La superestructura de la textualidad antropológica define su actual rumbo desde una episteme situada más bien en la crisis de la suposición de la identidad entre estructura y valor y en la reivindicación de particularidades, lo que hace navegar a esta textualidad en una suerte de mar lleno de islas y cuyos confines no son más que horizontes inconmensurables.
De esta manera, en el discurso antropológico contemporáneo se configura un discurso fuertemente narrativo, definido desde el reconocimiento de la diversidad, con lo cual se niega implícitamente la posibilidad de establecer universales de la cultura, lo que para los defensores del discurso antropológico clásico resulta en una forma de "irracionalismo". En la dinámica interna del discurso antropológico, que hemos entendido como un texto que intenta interpretar a otros textos, desde un sustento filosófico definido a partir de la filosofía del lenguaje, resultaba insostenible el continuar defendiendo la posibilidad de elaborar leyes universales de la cultura, en base a la comparación etnológica. La etnología como nivel macroestructural y específicamente como género, resulta inconsistente, no solamente porque carezca de un sustento filosófico, sino porque la superestructura semántica definida desde el rescate de la diversidad radical, hace discursivamente incongruente continuar con el intento de generalización a imitación de las ciencias naturales.
Se trata de una textualidad definida desde la analogización estética, crítica de la analogía surgida de las ciencias naturales, aunque dialogante con la analogía lingüística. Autores latinoamericanos como Carlos Reynoso en el caso de la antropología postmoderna argentina, Juan Carlos Olivares y Pedro Mege en el caso de la antropología poética chilena, Paul Ravinow, Clifford Geertz, Stephen Tyler, James Clifford y George Marcus, en el caso de la hermenéutica antropológica norteamericana, son sólo algunas demostraciones de ello.
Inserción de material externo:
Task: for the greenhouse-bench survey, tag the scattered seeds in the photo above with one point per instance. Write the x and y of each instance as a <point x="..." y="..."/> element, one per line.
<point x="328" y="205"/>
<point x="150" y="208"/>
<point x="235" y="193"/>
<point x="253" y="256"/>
La enunciación de sus discursos antropológicos, por ellos teóricamente sustentada desde una conceptualización de corte existencial nihilista, puestos frente a nuestros ojos críticos, resultan una fehaciente demostración del giro hermenéutico poético que vive en toda su radicalidad la antropología.En estos autores su discurso nos presenta un sujeto que se encuentra diluido, aunque no ha muerto el autor. Se trata de un tipo de discursividad que se debate entre la lírica y la epopeya. De la negación de la universalización nomológica, se llega a una reivindicación radical de la diversidad. Si para generalizar desde la comparación etnológica se necesitaba de actores y movimientos sociales arquetípicos y claramente identificables, la reivindicación de lo diverso ha llevado a rescatar justamente las diferencias, por ello la epopeya con héroes arquetípicos es dejada un tanto de lado, en pos de un tipo de discursividad de tipo lírica, en que el texto antropológico, en tanto enunciado, se nos presenta como una elaboración definida preferentemente a través de recursos como las metáforas, que desde la generalización emanada de la comparación. Particularmente el tono íntimo y casuístico del texto poético encuentran fértil terreno en esta nueva antropología, donde el monólogo interno prima como pregunta por el observador más que la intención de enunciar leyes petrificadas.